Premessa: prima di continuare la lettura di questa recensione sia chiaro che l’autore l’ha scritta per quelli che sono dotati di mente molto aperta. Se da piccoli vi siete fissati come dei punti di sutura ad un solo genere musicale (metal o no) potete fermarvi al punto che vedete qui di fianco.
Ora facciamo finta che la recensione inizi dalla prossima riga.

Gackt M. S. Camui è considerato un’icona del j-pop (dove j sta per japanese), un genere particolare, che “alla rozza” si può definire come un pop-rock con effetti sintetici particolari, e con influenze funk e pop europeo anni ’80; rispetto al pop-rock normale si distingue inoltre per la tecnica vocale (più morbida, meno impegnativa per le corde), per la massiccia presenza di assoli di chitarra e per la struttura dei pentagrammi spesso complessissima; l’esempio più noto può essere considerato quello dei "L'Arc~en~Ciel", autori tra l’altro di una delle canzoni della colonna sonora del manga “Inuyasha”, e di un’altra presente nella OST di “Great Teacher Onizuka”. Degni di nota inoltre Tokuyama Hidenori e i Gazette.
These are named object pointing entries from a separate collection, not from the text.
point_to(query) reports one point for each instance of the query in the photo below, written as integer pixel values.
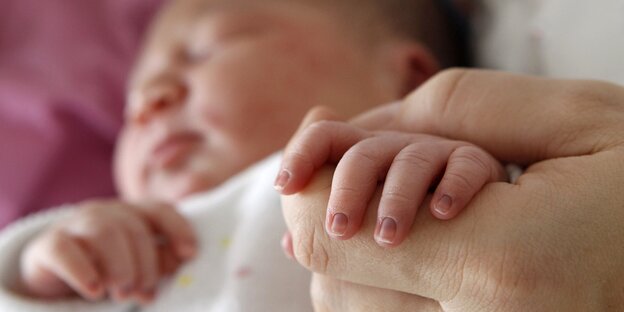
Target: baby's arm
(408, 164)
(106, 247)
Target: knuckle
(318, 294)
(310, 251)
(472, 157)
(362, 152)
(414, 156)
(396, 197)
(457, 181)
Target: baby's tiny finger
(412, 171)
(68, 260)
(355, 180)
(469, 168)
(143, 245)
(319, 143)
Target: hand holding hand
(549, 242)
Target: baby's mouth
(173, 150)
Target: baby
(220, 86)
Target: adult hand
(551, 241)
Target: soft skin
(220, 85)
(218, 90)
(550, 242)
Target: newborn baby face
(220, 86)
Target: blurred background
(63, 71)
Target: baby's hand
(408, 164)
(107, 247)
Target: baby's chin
(175, 189)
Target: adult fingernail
(282, 180)
(387, 231)
(339, 224)
(443, 206)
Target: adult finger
(333, 295)
(428, 263)
(516, 118)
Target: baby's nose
(156, 98)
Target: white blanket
(240, 266)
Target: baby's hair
(432, 22)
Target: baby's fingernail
(443, 206)
(96, 289)
(339, 224)
(281, 180)
(147, 295)
(387, 231)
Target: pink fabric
(63, 69)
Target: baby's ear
(413, 64)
Tuttavia in questo cd singolo ben poco appare del j-pop, e anzi è possibile ricondurlo al nu-metal, con differenze praticamente insignificanti. Tra queste va citata la tecnica vocale, che è ancora la stessa del j-pop, e che comunque non sfigura affatto su quest toni più aggressivi. Altra caratteristica particolare rispetto ad altro nu-metal, o meglio, ad altro metal in generale, è il fatto che Gackt è da solo, nel senso che da solo armeggia con tutti gli strumenti: nel caso chitarra elettrica, basso, batteria, tastiera e sintetizzatore. E nell’uso di ognuno di questi strumenti dimostra finissima tecnica, da far impallidire molta gente che il metal lo fa da anni e che ne è magari diventato esempio tipico.
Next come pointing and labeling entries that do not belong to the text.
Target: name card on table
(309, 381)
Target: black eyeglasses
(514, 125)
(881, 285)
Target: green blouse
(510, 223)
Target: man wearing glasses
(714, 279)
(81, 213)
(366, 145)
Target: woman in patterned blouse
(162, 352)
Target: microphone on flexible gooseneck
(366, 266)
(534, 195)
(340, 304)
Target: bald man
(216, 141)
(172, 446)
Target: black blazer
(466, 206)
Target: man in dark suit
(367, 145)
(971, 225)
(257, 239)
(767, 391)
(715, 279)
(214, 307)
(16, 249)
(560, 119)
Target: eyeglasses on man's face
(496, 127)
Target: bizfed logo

Ma è il momento di parlare nel dettaglio di questo interessante lavoro. Molto corto come si conviene a un singolo: solo 4 tracce e poco più di 20 minuti. "Redemption" è l’apripista oltre che “l’oggetto” del singolo: una canzone cupa e aggressiva, cantata per lo più in giapponese, e l’inglese che figura sotto forma di rap, con voce alterata al sintetizzatore e in cui figurano ampie parti di solo sintetizzatore e numerosi scratch. Sembra quasi di parlare di “Runaway” dei Linkin Park (giapponese a parte ovviamente), ma solo ascoltandola ci si accorge che è ben diversa. "Longing" la segue: ancora una volta il cantato è per lo più in giapponese (senza rap stavolta), ma qui la chitarra elettrica è più “invadente”, anche nelle zone in cui il sintetizzatore predomina; si distingue inoltre dalla titletrack per un passaggio di sapore medioevale (a tratti gotico), realizzato con la grancassa e con la tastiera che emula l’organo; come finale un lungo scratch. Le altre due tracce sono le versioni strumentali delle prime due.

In questo quadro positivo qualcosa stona: il giapponese come lingua predominante. Assolutamente comprensibile, dato il fatto che è un prodotto indirizzato per lo più ai giapponesi; certo è che non è proprio la lingua più musicale tra quelle esistenti. Basti pensare al modo in cui è sistemato il testo nelle canzoni, cioè in maniera caotica, facendo ricorso a numerosi tagli di sillaba o all’accelerazione della pronuncia delle sillabe stesse. Il rap in inglese di Redemption è proprio una redenzione in questo senso. Ma tutto sommato questo è proprio cercare il pelo nell’uovo, perchè il risultato complessivo è ottimo.